The world leader in online payment solutions transitioned to Node.js with the aim of breaking the
boundary between the browser and the server. Node.js helped them unify their engineering
efforts and react better to user needs. As a result, their new app was built almost twice as fast
with fewer people as opposed to their previous Java-based application.
As the most popular video-on-demand provider in the world, Netflix uses Node.js for their entire user interface in order to have a lightweight, fast application with the lowest possible startup time.
LinkedIn, the business and employment-oriented social networking platform, decided to move their mobile app from Ruby on Rails to Node.js because they wanted to achieve greater scalability and speed. As a result, their new app is lightweight, significantly faster than its predecessor, and uses a fraction of its resources.

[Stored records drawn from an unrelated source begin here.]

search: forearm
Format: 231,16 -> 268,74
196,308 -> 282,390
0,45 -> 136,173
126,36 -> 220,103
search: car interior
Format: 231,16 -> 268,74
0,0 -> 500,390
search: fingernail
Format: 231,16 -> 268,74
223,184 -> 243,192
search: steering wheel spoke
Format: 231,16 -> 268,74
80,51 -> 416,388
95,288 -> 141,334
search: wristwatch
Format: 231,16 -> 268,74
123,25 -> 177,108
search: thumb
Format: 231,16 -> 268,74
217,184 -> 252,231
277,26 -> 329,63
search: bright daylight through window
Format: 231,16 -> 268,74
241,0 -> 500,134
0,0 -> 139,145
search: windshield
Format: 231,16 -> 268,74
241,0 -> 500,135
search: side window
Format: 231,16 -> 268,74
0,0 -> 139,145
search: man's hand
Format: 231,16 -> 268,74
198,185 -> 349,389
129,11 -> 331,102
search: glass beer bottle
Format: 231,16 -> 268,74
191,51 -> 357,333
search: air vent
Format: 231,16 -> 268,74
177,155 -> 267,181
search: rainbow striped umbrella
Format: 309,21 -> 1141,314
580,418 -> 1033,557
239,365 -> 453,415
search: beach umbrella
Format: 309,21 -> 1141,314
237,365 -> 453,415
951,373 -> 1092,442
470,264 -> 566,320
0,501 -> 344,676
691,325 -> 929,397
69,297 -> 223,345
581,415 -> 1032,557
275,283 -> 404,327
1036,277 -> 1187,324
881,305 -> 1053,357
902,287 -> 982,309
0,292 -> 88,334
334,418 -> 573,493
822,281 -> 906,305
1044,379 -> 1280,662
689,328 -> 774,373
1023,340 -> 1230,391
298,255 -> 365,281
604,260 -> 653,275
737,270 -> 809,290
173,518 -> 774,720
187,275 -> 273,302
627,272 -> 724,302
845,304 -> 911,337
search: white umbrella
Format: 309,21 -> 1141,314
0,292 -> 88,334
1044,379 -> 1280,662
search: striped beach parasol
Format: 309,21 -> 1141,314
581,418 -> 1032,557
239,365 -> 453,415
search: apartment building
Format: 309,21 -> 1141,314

When Walmart, the world’s largest retailer, needed to improve its business and become an online retail leader, it decided to rebuild its app with Node.js. Node’s single-threaded event loop model helps the retail giant effectively handle a multitude of requests and keep its content consistently fresh.
Uber, the increasingly popular ridesharing service, uses Node.js in their app in order to be able to quickly process vast amounts of information. In case of errors, Node.js enables Uber developers to address them immediately, without requiring a restart.
When the online marketplace eBay was looking to create a high-volume real-time app that would support a vast number of live connections to the server, it decided to go with Node.js. Node also enabled them to coordinate and manage a large number of eBay-specific services that display information on the page.